Bretagne. Olmix met l’algue à tous les rayons

« Les solutions viendront de la mer, à condition qu’on la respecte ». Les spécialistes en sont convaincus : à l’heure où l’humanité s’interroge sur son avenir, ce sont les océans qui apporteront nombre de réponses aux besoins. Hervé Balusson prêche cette conviction depuis plus de trente ans, lui qui dirige l’entreprise bretonne la plus investie dans les algues. Avec deux chiffres qui claquent : 900 employés de 45 nationalités différentes dans la giron de cette entreprise morbihannaise qui a conservé son siège et sa première usine à Bréhan, non loin de Pontivy dans le Centre-Bretagne. En gros, un tiers de ses effectifs sont en France, un tiers en Asie où les algues on connaît et un tiers dans le reste du monde.

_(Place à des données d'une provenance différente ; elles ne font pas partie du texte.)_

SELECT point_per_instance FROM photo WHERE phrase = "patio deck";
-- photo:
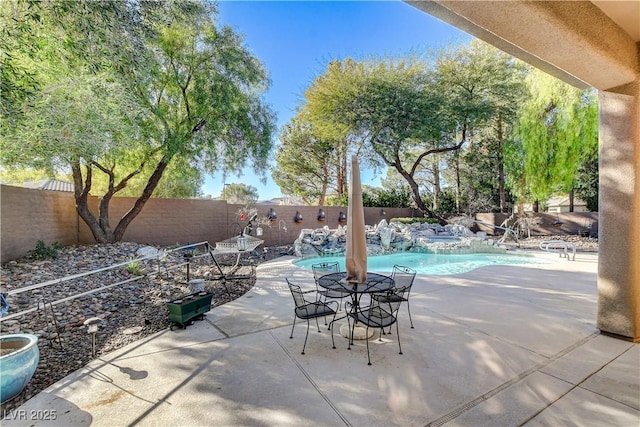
(499, 346)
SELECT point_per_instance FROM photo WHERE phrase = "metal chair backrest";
(403, 277)
(322, 268)
(298, 297)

Et si on en croit Hervé Balusson, toutes les ramifications de cette multinationale sont autant de têtes chercheuses sur les algues. « Nous avons 300 essais en cours dans le monde », a-t-il affirmé au quotidien Ouest-France, donnant ainsi une indication chiffrée sur l’importance de la recherche dans cette entreprise mais aussi sur les énormes potentialités des algues auxquelles s’intéressent maintenant tous les pays littoraux de la planète.

La société qui n’utilise en Bretagne que des algues échouées (laitue de mer, algue rouge…) continue à étoffer sa gamme de production en explorant de nouvelles applications. Dans le Bordelais, Olmix travaille avec des vignerons pour trouver des solutions aux pesticides, en utilisant des engrais aux algues qui divisent par trois les pulvérisations chimiques. En Bretagne, elle apporte de nouvelles solutions en élevage pour nourrir et soigner les animaux a partir d’algues. Une boucherie a même été ouverte à Pontivy pour constituer une vitrine de la qualité des viandes ainsi produites.

Mais Olmix s’est aussi investie dans les oeufs de poules traitées aux algues, donc sans antibiotiques, et procède à des tests de nouvelles applications en boulangerie et pâtisserie. En prime, elle vient de sortir un label « Merci aux algues » dont la société ne veut pas faire une exclusivité-maison mais un concept ouvert à tous ceux qui produisent des algues, de l’alimentaire à la cosmétique, à condition de respecter les règles du métier.

Elle espère ainsi donner une meilleure visibilité au rôle croissant que prennent les algues dans nombre de produits que nous utilisons. Et la tendance ne devrait pas s’inverser si on en croit les exigences de plus fortement exprimées par les consommateurs en faveur de produits sains et de qualité.